Talk about a no-win situation. A power struggle between a parent and a child with behavioral challenges is not going to be pretty, no matter how it ends. Parents feel that if they give in they'll never be able to enforce a rule again, but kids may feel they're fighting for their life, and the powerlessness of losing will only make the next time worse.
Nothing good can come of a power struggle. So here's a thought: Don't engage. Be a conscientious objector. It takes two parties to fight, and you have a choice as to whether you want to be one of them. That doesn't mean you have to lay down and let your child walk all over you. It just means you look for other ways to reach consensus that doesn't involve one of you saying, "My way or the highway."
Chances are, you know where the skirmishes are going to come. Brainstorm some possible compromises or concessions that give your child the illusion of control. Very few situations are as black and white as they seem when you're locked in battle. Find those gray areas and strategize ways to exploit them.
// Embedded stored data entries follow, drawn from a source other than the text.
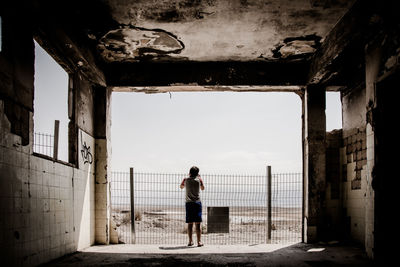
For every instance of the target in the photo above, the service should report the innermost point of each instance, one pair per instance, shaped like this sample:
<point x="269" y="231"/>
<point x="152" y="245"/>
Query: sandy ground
<point x="240" y="255"/>
<point x="247" y="225"/>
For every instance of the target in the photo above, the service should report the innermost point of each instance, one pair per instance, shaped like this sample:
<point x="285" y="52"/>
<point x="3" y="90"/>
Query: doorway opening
<point x="234" y="136"/>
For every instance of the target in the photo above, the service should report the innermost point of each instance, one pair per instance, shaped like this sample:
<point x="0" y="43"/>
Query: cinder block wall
<point x="354" y="163"/>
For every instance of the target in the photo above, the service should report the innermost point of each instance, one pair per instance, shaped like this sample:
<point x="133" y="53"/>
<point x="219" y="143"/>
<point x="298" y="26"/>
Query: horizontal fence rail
<point x="234" y="208"/>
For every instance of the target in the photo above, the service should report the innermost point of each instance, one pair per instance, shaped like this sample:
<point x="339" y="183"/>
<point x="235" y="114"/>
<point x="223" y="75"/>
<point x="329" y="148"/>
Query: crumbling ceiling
<point x="212" y="42"/>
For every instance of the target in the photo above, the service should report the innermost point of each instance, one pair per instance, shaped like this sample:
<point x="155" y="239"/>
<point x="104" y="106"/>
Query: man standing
<point x="193" y="184"/>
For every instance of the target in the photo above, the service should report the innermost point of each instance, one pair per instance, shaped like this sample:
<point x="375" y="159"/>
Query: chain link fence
<point x="235" y="208"/>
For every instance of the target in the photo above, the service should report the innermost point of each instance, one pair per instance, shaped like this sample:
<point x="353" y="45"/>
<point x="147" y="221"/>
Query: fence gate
<point x="236" y="208"/>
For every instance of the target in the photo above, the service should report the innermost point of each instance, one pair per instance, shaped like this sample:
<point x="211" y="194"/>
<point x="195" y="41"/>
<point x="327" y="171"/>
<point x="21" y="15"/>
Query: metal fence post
<point x="269" y="223"/>
<point x="133" y="234"/>
<point x="56" y="132"/>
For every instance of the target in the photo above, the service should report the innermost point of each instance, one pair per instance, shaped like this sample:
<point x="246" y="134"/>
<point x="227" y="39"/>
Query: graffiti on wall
<point x="86" y="152"/>
<point x="86" y="149"/>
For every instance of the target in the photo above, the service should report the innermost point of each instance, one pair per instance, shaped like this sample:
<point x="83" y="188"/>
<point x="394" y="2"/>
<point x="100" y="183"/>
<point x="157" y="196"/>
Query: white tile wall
<point x="39" y="207"/>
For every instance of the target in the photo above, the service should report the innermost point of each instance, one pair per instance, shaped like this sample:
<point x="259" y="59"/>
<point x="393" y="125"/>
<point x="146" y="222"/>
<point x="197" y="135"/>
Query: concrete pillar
<point x="314" y="134"/>
<point x="372" y="63"/>
<point x="103" y="167"/>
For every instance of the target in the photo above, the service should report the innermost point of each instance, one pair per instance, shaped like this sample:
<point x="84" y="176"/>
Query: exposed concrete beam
<point x="68" y="54"/>
<point x="206" y="73"/>
<point x="343" y="49"/>
<point x="216" y="88"/>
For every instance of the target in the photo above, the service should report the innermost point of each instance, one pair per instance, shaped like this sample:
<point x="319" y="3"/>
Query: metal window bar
<point x="47" y="144"/>
<point x="159" y="210"/>
<point x="43" y="144"/>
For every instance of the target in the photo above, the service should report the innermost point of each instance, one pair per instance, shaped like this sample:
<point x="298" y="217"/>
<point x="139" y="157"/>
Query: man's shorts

Do some behavior analysis to figure out why your child feels the need to fight over certain things. Often, his reason is better than your reason. There may be real sensory issues involved in battles over clothing or food. Refusal to use the toilet or to sleep on demand may feel to your child like controlling the only things she truly can.
If you think about it, you can probably come up with situations in which you have felt powerless, and wondered why those in control had to be so spirit-crushing about it. (Hey, just flash back on your last IEP meeting.) You have the opportunity to disavow the use of force, and uphold the value of collaboration. That's probably a better thing to model to your child than unquestionable authority anyway.
So next time your child starts to dig in, offer a peace treaty. Don't add to the negative energy that can surge out of control; instead, provide distractions, humor, silliness. Refuse to grab the other end of the rope and start the tug of war. If necessary, give both of you a time-out until tempers are tamed.
The power to figure things out and make them better is the best one to exert. And you never need to pull the plug on that.